Look at leaseholders paying extortionate amounts to management companies in virtually every modern housing scheme. Or private landlords extracting as much of your income as they can get away with, stopping you ever owning your own home, as they save up to buy their next.

As we seem to work longer and longer hours, many businesses are creaming off their wealth while skimming the wages of their employees. I have been supporting the workers at Valeo who have been taking industrial action, as they work for poverty wages and are having their conditions cut.

The company’s owner Bain Capital, a private equity firm, is extracting its wealth while shrinking the wages of its wealth makers, those factory workers now facing a cost-of-living crisis.

Should we be shocked? Such extraction from the Chancellor, developers and companies is in line with the imperial tradition of Great Britain, extracting goods, crops, minerals, wealth and people to build Victorian Britain. As we now shake our heads at the exploitation perpetrated against people and planet two centuries ago, it is no different from the conduct that we are seeing by senior Tory politicians today; extract and exploit to personally gain.

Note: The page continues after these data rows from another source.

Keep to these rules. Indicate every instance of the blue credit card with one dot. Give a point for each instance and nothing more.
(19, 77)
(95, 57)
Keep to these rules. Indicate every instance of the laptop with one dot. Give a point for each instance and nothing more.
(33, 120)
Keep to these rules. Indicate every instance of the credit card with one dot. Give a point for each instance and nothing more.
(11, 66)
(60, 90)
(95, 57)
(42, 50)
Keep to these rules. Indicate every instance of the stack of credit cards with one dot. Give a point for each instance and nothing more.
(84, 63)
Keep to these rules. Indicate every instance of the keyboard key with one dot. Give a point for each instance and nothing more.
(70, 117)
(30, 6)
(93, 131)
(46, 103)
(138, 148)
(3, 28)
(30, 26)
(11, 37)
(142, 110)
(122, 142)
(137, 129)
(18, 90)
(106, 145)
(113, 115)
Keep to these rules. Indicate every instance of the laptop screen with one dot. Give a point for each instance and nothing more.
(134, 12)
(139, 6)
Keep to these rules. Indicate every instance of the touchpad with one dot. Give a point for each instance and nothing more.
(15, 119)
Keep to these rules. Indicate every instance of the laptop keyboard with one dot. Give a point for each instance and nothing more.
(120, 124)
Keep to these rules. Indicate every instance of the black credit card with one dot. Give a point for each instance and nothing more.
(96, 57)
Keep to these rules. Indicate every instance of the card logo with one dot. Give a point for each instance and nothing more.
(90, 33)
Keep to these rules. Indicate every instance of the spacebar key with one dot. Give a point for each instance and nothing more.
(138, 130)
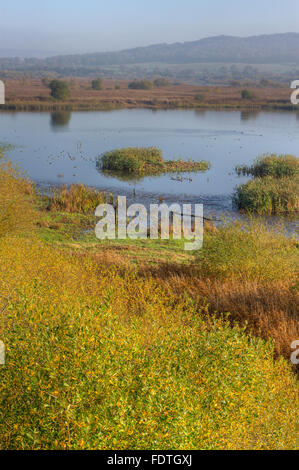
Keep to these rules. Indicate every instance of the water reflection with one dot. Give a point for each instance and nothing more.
(248, 115)
(60, 120)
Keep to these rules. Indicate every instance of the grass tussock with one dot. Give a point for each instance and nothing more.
(249, 251)
(268, 195)
(97, 360)
(274, 189)
(147, 161)
(77, 198)
(16, 193)
(99, 357)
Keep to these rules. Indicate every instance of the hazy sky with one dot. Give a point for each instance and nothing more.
(70, 26)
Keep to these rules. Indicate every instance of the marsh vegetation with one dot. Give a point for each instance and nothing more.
(109, 343)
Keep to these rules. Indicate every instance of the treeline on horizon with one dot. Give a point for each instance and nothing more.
(222, 57)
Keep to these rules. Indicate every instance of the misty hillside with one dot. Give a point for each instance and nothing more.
(276, 48)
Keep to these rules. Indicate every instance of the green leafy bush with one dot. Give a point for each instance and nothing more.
(146, 161)
(268, 195)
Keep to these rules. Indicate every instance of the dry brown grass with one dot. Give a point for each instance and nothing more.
(270, 309)
(20, 93)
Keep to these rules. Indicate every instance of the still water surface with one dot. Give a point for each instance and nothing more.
(58, 148)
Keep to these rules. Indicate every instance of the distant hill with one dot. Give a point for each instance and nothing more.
(257, 53)
(265, 49)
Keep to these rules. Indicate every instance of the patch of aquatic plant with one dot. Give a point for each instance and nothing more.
(77, 198)
(100, 357)
(5, 147)
(271, 165)
(146, 161)
(268, 195)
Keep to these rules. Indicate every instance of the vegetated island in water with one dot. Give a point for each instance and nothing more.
(145, 161)
(274, 188)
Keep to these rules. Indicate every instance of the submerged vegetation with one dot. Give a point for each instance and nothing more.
(103, 352)
(274, 188)
(77, 199)
(271, 165)
(146, 162)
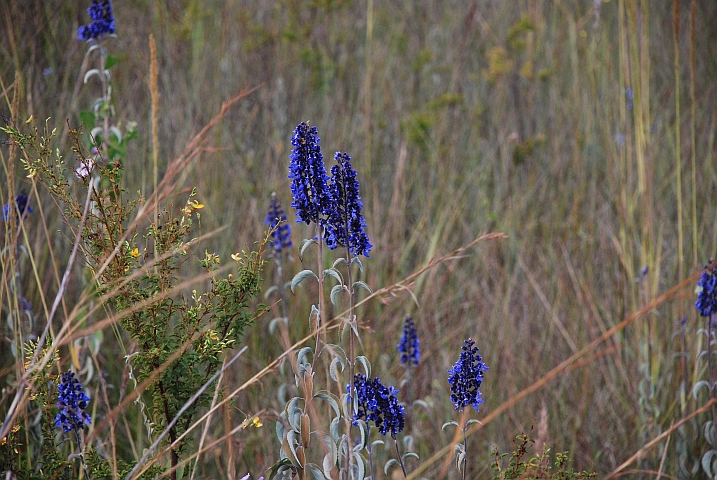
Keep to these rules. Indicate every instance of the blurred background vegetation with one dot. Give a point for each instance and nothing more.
(584, 130)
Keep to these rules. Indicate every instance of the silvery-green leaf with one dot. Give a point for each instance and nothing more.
(357, 261)
(302, 353)
(392, 462)
(363, 429)
(115, 131)
(96, 132)
(274, 322)
(336, 362)
(303, 245)
(451, 424)
(315, 471)
(359, 467)
(363, 285)
(299, 277)
(408, 443)
(331, 398)
(460, 459)
(90, 73)
(279, 427)
(281, 393)
(334, 428)
(328, 464)
(335, 274)
(289, 448)
(366, 364)
(335, 291)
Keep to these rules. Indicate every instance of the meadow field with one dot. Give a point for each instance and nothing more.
(536, 175)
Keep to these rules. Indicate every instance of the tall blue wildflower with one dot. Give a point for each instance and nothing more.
(280, 239)
(21, 200)
(706, 302)
(378, 404)
(312, 200)
(346, 226)
(466, 377)
(72, 402)
(409, 345)
(103, 21)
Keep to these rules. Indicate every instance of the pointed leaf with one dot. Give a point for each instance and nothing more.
(449, 424)
(315, 471)
(336, 363)
(304, 245)
(335, 274)
(339, 261)
(390, 464)
(357, 261)
(299, 277)
(302, 353)
(331, 398)
(335, 291)
(363, 285)
(366, 364)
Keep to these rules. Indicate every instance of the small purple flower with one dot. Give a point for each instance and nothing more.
(308, 176)
(21, 200)
(103, 21)
(281, 236)
(345, 225)
(706, 302)
(466, 377)
(409, 345)
(378, 404)
(72, 402)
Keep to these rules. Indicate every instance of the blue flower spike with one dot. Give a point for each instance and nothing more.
(378, 404)
(409, 345)
(346, 225)
(72, 402)
(706, 302)
(280, 240)
(466, 377)
(103, 21)
(308, 176)
(21, 200)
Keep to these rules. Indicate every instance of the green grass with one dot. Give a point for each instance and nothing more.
(502, 118)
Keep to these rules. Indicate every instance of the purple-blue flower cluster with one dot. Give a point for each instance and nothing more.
(378, 404)
(103, 21)
(280, 239)
(706, 302)
(309, 188)
(466, 377)
(409, 345)
(72, 402)
(334, 204)
(346, 226)
(21, 200)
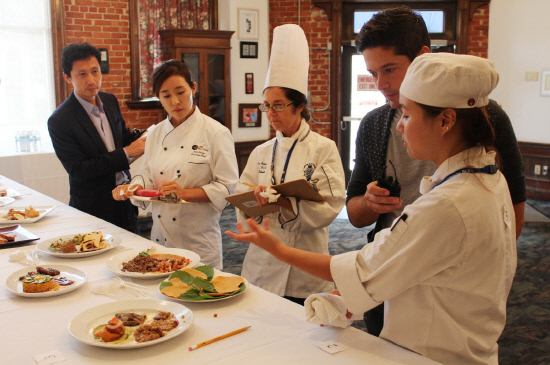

As support workers in one of York’s charities told me this week about their going to work during the pandemic - it was them who kept the country running. They are part of an army of essential workers getting little more than the minimum wage.

We clapped the essential workers – the nurses, the carers, the shop workers, the delivery drivers - as the essential workers who kept us fed and cared for. They are the ones struggling under this Chancellor as he has just raised taxes, disproportionately impacting on low wage earners.

Just stop and think. Who is exploiting you? Your boss, your landlord, the Chancellor for sure.

The antidote, radical redistribution. Close the Non Dom status. Bring pensions in line with the cost of living and other social security payments the same.

Homes built to give everyone a chance to secure housing. Work seeking more cooperative models with better wages and Government addressing the poverty wages of those essential workers.

The Chancellor should, but blind-sided by his own tax affairs, and ordering his own inquiry into his personal wealth, no doubt at taxpayers expense, he has failed to review the hardship his unfair tax rules has caused.

This is the difference your vote can make. Labour believes it should be used for the benefit of the many not for the few.